Mohamed and Shah6 performed meta-analysis of observational data from studies on transfusion-associated NEC and found increased odds of NEC within 48 hours after receiving a RBC transfusion. Meta-analysis of 5 studies5, 11, 21, 25, 32 showed increased odds of NEC after recent transfusion (OR 3.91, CI: 2.97–5.14). Meta-analysis of 4 of these studies25, 3739 that reported adjusted estimates revealed a similar but lower risk of NEC (pooled adjusted OR 2.01, CI: 1.61–2.50). A more recent meta-analysis of 13 studies found no association between RBC transfusion and NEC occurring within 48 hours of transfusion (OR 1.13, 95% CI: 0.99–1.29) with high statistical heterogeneity among studies (I2=93%).40 The differences between these two meta-analyses may be due to a positive-result or publication bias, with earlier studies all reporting an association between RBC transfusion and NEC vs. the lack of such an association in the more recent ones. In addition, a meta-analysis of randomized trials comparing restrictive vs. liberal RBC transfusion strategies in preterm infants found no effect of more RBC transfusions (higher hemoglobin transfusion thresholds), compared to fewer RBC transfusions, on the risk of NEC (OR 0.6, CI 0.3–1.21).40 The pooled point-estimate of effect from these randomized trials are similar to the point-estimates of studies by Patel et al.12 and Sharma et al.,27 with each study favoring a lower risk of NEC associated with exposure to RBC transfusion.

Effects of RBC transfusions and anemia on gut perfusion and injury

In premature infants, both anemia and RBC transfusions can theoretically alter intestinal perfusion and cause/augment injury. Plausible mechanisms include immaturity of the splanchnic vascular bed, re-oxygenation injury in the anemic gut, and immune mechanisms similar to those seen in transfusion-related lung injury (TRALI). Current clinical evidence does not support a major contribution of the storage age of transfused RBCs to NEC,5, 13, 25 but older RBCs could accentuate microvascular ischemia and tissue hypoxia.

Host immaturity

The immaturity of the vascular autoregulatory responses in the neonatal gastrointestinal tract is well-known, and could potentially place the infant at increased risk of gut mucosal injury. Szabo et al.41 showed that hypoxia impaired the normal post-prandial hyperemic response and decreased the gut oxygen delivery in newborn piglets. Krimmel and coworkers42 showed that RBC transfusions can dampen the normal postprandial increase in mesenteric blood flow in premature infants with a birth weight <1250 grams. In another study, Gupta et al.43 demonstrated that RBC transfusions reduced the mesenteric arterial blood flow in infants with a patent ductus arteriosus 4 hours after the transfusion. Blau et al.26 suggest that NEC may peak at the post-menstrual age of 31–32 weeks44, 45 because of a developmental susceptibility to neovascularization and oxygen toxicity during this period, possibly related to increased expression of angiogenic factors in the anemic gastrointestinal tract.46

Anemia

Anemia can impair splanchnic perfusion,41 resulting in tissue hypoxia, anaerobic metabolism, and accumulation of its by-products such as lactic acid.47 Anemia can also impair the normal maturation of vascular autoregulation in the premature intestine,48 predisposing to ischemic injury, and possibly, NEC.47

Singh et al.21 reviewed the medical records of 111 preterm infants with confirmed NEC and 222 matched controls, and found lower hematocrit to be associated with NEC (OR 1.10, p=0.01) in multivariate models. They showed that RBC transfusions within the preceding 24 hours (OR 7.6, p=0.001) and 48 hours (OR 5.55, p=0.001) were associated with NEC. However, other retrospective studies led by Josephson,13 Christensen,5 Paul,25 and Blau26 did not find a significant effect of anemia.

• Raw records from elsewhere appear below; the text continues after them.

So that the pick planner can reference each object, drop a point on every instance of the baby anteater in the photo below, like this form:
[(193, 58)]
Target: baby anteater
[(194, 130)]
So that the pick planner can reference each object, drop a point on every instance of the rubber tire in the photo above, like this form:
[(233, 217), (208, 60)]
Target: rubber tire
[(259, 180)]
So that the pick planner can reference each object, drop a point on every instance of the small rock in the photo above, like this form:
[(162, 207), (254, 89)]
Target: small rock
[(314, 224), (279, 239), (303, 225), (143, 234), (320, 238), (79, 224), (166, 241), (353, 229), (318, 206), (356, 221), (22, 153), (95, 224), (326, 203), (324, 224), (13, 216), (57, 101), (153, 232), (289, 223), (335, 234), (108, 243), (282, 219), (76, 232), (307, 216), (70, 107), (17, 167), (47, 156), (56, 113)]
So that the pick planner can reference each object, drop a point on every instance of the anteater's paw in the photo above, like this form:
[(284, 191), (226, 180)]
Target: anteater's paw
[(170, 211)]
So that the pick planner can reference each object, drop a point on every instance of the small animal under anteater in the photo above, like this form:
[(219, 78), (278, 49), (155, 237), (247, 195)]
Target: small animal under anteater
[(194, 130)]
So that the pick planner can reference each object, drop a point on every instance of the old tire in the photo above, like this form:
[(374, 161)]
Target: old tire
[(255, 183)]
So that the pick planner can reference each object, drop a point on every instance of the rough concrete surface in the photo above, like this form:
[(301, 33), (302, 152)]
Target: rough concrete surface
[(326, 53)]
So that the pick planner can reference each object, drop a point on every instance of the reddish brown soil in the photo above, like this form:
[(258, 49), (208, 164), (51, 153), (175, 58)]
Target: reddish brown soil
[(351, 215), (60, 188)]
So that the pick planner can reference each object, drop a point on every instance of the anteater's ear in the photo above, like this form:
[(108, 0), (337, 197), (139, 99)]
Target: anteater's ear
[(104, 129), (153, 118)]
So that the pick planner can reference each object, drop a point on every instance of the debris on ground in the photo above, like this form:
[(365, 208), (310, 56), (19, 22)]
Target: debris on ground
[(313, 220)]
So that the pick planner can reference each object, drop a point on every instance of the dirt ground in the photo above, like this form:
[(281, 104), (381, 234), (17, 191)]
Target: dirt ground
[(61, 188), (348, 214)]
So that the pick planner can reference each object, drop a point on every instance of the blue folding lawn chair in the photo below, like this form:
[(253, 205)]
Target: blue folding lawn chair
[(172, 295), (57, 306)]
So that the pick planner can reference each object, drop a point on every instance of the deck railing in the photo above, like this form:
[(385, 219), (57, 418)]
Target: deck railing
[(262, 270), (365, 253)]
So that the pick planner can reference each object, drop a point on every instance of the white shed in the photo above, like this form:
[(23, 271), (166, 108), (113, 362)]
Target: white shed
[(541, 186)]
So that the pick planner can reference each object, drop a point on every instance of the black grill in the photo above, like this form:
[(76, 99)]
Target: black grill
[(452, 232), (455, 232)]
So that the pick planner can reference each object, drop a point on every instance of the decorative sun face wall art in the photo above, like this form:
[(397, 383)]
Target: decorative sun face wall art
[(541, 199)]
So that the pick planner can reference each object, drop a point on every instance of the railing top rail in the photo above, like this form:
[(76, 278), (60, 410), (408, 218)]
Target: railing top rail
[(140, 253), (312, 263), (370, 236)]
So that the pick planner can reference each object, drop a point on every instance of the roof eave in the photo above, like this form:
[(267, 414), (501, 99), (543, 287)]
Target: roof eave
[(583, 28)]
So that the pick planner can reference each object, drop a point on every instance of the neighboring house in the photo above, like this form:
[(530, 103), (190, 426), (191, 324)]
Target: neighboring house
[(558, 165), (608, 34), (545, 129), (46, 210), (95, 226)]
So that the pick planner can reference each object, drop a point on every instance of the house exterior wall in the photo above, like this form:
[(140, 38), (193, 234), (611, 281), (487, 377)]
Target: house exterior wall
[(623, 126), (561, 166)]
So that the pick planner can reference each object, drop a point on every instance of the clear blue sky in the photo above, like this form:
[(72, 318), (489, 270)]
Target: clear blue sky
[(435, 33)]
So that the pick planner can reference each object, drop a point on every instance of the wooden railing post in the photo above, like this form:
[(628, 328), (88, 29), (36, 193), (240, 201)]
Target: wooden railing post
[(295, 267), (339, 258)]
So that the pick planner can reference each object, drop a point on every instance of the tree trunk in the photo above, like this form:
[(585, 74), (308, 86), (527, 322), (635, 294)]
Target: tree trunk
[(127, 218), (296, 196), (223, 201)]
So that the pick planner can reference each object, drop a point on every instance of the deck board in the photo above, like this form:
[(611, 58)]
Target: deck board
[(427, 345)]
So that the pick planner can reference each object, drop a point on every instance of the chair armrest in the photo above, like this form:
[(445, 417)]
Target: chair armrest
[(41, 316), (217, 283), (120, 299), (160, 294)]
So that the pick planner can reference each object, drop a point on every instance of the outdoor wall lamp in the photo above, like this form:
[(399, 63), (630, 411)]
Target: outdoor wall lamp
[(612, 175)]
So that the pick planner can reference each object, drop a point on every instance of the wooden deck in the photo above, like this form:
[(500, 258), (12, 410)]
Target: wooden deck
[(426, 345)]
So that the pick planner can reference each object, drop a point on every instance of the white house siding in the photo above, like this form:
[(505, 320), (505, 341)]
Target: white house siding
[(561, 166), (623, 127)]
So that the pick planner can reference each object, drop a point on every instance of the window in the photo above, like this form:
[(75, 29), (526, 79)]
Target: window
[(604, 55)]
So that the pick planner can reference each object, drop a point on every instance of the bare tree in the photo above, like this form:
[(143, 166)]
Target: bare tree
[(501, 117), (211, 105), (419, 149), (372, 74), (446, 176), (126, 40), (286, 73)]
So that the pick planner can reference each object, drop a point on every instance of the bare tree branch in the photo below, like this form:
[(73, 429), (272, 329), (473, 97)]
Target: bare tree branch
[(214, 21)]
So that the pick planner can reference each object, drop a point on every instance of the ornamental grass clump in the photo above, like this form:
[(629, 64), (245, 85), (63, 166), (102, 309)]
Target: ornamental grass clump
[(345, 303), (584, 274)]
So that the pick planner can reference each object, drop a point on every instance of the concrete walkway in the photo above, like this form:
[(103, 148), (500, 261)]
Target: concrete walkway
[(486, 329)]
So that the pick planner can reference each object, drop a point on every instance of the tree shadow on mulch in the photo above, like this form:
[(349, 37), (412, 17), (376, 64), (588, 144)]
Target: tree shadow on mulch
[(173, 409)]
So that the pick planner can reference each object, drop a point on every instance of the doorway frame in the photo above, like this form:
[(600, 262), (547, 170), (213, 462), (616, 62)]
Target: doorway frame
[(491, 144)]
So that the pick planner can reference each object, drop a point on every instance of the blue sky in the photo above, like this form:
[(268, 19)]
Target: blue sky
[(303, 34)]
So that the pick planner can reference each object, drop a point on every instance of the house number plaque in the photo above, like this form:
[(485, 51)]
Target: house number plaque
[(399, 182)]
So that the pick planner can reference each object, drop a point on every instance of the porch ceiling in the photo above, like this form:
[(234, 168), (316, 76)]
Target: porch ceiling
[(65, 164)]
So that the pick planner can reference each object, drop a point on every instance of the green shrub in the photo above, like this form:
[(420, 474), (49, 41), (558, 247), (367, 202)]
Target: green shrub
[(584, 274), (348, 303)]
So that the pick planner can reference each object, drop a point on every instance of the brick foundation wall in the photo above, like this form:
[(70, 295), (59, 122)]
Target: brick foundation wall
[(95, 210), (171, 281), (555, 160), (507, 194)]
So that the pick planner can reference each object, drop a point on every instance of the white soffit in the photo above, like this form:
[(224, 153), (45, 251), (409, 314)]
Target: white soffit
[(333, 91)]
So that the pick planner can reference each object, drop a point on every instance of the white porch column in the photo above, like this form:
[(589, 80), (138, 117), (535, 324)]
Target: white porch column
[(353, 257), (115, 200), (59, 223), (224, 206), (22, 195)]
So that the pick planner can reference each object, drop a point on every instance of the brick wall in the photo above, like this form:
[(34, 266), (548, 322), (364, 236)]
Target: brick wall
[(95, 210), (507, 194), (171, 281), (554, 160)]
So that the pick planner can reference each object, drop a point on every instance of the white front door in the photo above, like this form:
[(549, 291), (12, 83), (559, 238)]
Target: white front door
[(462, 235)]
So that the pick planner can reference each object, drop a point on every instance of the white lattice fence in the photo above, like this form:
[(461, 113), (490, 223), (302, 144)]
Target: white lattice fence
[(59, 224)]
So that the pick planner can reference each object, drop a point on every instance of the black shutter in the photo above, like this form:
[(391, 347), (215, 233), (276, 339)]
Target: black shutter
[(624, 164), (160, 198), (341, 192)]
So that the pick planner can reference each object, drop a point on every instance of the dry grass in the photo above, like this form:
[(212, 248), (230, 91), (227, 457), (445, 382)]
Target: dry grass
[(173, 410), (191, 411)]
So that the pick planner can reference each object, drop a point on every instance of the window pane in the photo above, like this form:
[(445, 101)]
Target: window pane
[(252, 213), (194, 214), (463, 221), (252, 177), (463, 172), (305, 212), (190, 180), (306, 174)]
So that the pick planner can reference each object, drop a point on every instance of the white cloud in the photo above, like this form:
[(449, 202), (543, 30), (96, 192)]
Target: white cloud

In convalescing preterm infants, anemia is a frequent, near-universal event. The most common reason for low hematocrits in this subgroup is anemia of prematurity. However, in infants with NEC, other etiologies may need to be carefully excluded. Some studies have shown an association of NEC with activation of the Thomsen-Friedenreich cryptic T antigen (T-antigen activation) on RBCs, causing low-grade hemolysis and anemia in multi-transfused patients who have previously received blood from adult donors carrying anti-T antibodies.49 Although the pathophysiological significance of T-activation in NEC remains unresolved,50 the presence of low-grade, smoldering intestinal inflammation prior to transfusion may be difficult to exclude in some patients. This scenario may involve reverse causation with intestinal injury causing anemia and not otherwise. Growing preterm infants who are anemic but otherwise stable are usually monitored with an expectation of spontaneous improvement in hematocrits. Because anemia could manifest in premature infants with myriad presentations,51 non-specific symptoms of early NEC such as tachycardia, feeding intolerance, and irritability could be ascribed to anemia and treated with a transfusion. In these infants, later onset of NEC could be associated erroneously with the RBC transfusion.

In the study by Patel et al.,12 severe anemia in a given week was associated with a 6-fold higher risk of NEC. In additional analyses among RBC transfused infants, each 1 g/dL decrease in the lowest measured hemoglobin in a given week was associated with a 65% increase in the risk of NEC (P<0.01). Between 49 to 90 days of age, infants with NEC, compared to those without NEC, tended to have a lower hemoglobin (mean difference: −1.5 g/dL, p = 0.06). However, the study did not evaluate for the interaction between severe anemia and RBC transfusion, although several cases of NEC occurred following exposure to both within the same week. A recent case-crossover study by Le et al.52 found no association between RBC transfusion and NEC (OR 1.80, CI 0.60–5.37). A subgroup analysis reported that infants with anemia (Hb ≤9.3 g/dL) were at increased risk (OR for RBC transfusion and NEC = 6, CI 0.7–50) compared to those who were not anemic (OR = 1, CI 0.2–5.0), although there was no statistical evidence of heterogeneity (test for subgroup difference p = 0.19).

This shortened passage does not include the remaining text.